In a survey of 2,500 U.S. adults last month, Cowen asked respondents to rate their comfort levels about returning to various business and other establishments on a scale of 1-10—with 1 being “very unsafe” and 10 “completely safe.”
At the top of the list were retail stores (6.1) followed by restaurants/bars (5.3), schools (5.3), churches (5.1), gyms (4.5) and concert venues (4.3). By way of comparison, last June the figure for retail stores was 5.7 and 5.0 for restaurants/bars.
While further stimulus “would undoubtedly be a positive for the restaurant industry as it increases consumers’ discretionary income,” the results won’t be felt equally.
Cowen is bullish on chains like Chipotle, Domino's, Jack in the Box and Starbucks given their operational structure, among other factors.

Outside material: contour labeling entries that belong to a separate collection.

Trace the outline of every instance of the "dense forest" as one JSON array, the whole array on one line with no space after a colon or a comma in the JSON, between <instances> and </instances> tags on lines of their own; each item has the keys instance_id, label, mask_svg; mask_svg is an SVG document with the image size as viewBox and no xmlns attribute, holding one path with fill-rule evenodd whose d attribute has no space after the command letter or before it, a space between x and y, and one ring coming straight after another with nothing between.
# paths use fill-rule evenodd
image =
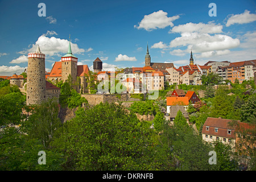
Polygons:
<instances>
[{"instance_id":1,"label":"dense forest","mask_svg":"<svg viewBox=\"0 0 256 182\"><path fill-rule=\"evenodd\" d=\"M250 85L251 88L246 88ZM239 154L229 146L204 142L201 133L207 117L240 120L255 125L256 92L251 82L212 86L205 96L189 104L188 125L178 112L174 125L165 119L167 85L156 100L134 102L129 109L122 103L101 103L89 107L68 83L62 83L61 107L77 107L76 116L64 123L58 117L59 104L52 99L40 106L26 105L26 96L9 81L0 81L0 169L1 170L238 170ZM183 86L184 90L185 85ZM232 93L232 94L230 94ZM82 104L83 104L82 105ZM152 122L140 121L135 114L153 114ZM154 123L154 128L150 126ZM253 135L255 136L255 131ZM255 140L255 137L251 139ZM241 148L241 150L245 150ZM39 151L46 163L39 165ZM217 154L217 164L209 163L209 152ZM250 152L250 170L255 170L255 150Z\"/></svg>"}]
</instances>

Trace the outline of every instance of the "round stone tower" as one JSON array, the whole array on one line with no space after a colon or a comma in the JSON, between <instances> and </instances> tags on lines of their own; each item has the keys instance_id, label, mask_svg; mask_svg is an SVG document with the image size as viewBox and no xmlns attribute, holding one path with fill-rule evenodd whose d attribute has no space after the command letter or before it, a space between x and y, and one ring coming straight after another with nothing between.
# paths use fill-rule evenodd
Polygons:
<instances>
[{"instance_id":1,"label":"round stone tower","mask_svg":"<svg viewBox=\"0 0 256 182\"><path fill-rule=\"evenodd\" d=\"M93 71L94 73L98 73L102 70L102 61L100 58L97 57L93 61Z\"/></svg>"},{"instance_id":2,"label":"round stone tower","mask_svg":"<svg viewBox=\"0 0 256 182\"><path fill-rule=\"evenodd\" d=\"M39 46L28 53L27 77L27 105L40 105L46 99L46 56Z\"/></svg>"}]
</instances>

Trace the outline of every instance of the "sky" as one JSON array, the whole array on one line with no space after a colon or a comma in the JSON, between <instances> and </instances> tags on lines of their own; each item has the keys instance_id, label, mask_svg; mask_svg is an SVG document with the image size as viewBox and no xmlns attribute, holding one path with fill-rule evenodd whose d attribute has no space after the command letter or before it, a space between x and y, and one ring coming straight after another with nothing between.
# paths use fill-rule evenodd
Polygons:
<instances>
[{"instance_id":1,"label":"sky","mask_svg":"<svg viewBox=\"0 0 256 182\"><path fill-rule=\"evenodd\" d=\"M176 67L191 50L199 65L256 59L255 0L0 0L0 24L1 76L23 72L37 45L49 72L69 35L78 64L90 70L97 57L104 70L142 67L147 44L151 62Z\"/></svg>"}]
</instances>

Among franchisees of public restaurant companies, “the vast majority will not benefit from the second round of PPP given the requirement for a sales decline of 25% and the requirement for having fewer than 300 employees,” says the report.
“Further, we do not expect any benefit from the $25B grant package, which was passed on February 10, given that it excludes restaurants with 20 or more locations, that are franchises, or that are owned by a publicly traded company.”
With indoor dining restricted to 25% of occupancy having resumed in the past few days, independent restaurants in cities like New York see little end in sight to their struggle.
According to a survey released today by the NYC Hospitality Alliance, 92% of more than 400 respondents could not afford to pay their December rent. That compares with 83% last July.
“While the reopening of highly regulated indoor dining is welcome news, we need to safely increase occupancy to 50% as soon as possible—and we urgently need robust and comprehensive financial relief from the federal government,” said NYC Hospital Alliance executive director Andrew Rigie.
Meanwhile, the National Restaurant Association opposes Raise the Wage Act legislation that would increase the federal minimum wage to $15 per hour from the current $7.25.
“Our industry runs on a 3%-5% pre-tax profit margin in a good year. During a pandemic is not the time to impose a triple-digit increase in labor costs,” the NRA said on Jan. 26. “Far too many restaurants will respond by laying off even more workers or closing their doors for good.”
When legislation to raise the federal minimum wage from $7.25 to $15 over five years was proposed in March of 2019—a full year before the pandemic began—the NRA opposed it.
“Raising the federal minimum wage is harmful to both business and employees,” the NRA said at the time.
“A dramatic rise in labor costs could force restaurant owners and operators to raise menu prices, cut back on current employees’ hours, and/or eliminate positions.”
Last week, the National Grocers Association said it opposes increasing the federal minimum wage to $15 per hour because it would “harm small businesses and reduce food access in disadvantaged communities.”
According to the NGA, because independent supermarkets and wholesalers employ approximately 944,200 workers, “more than doubling the current hourly rate is impractical for a large portion of NGA’s members.”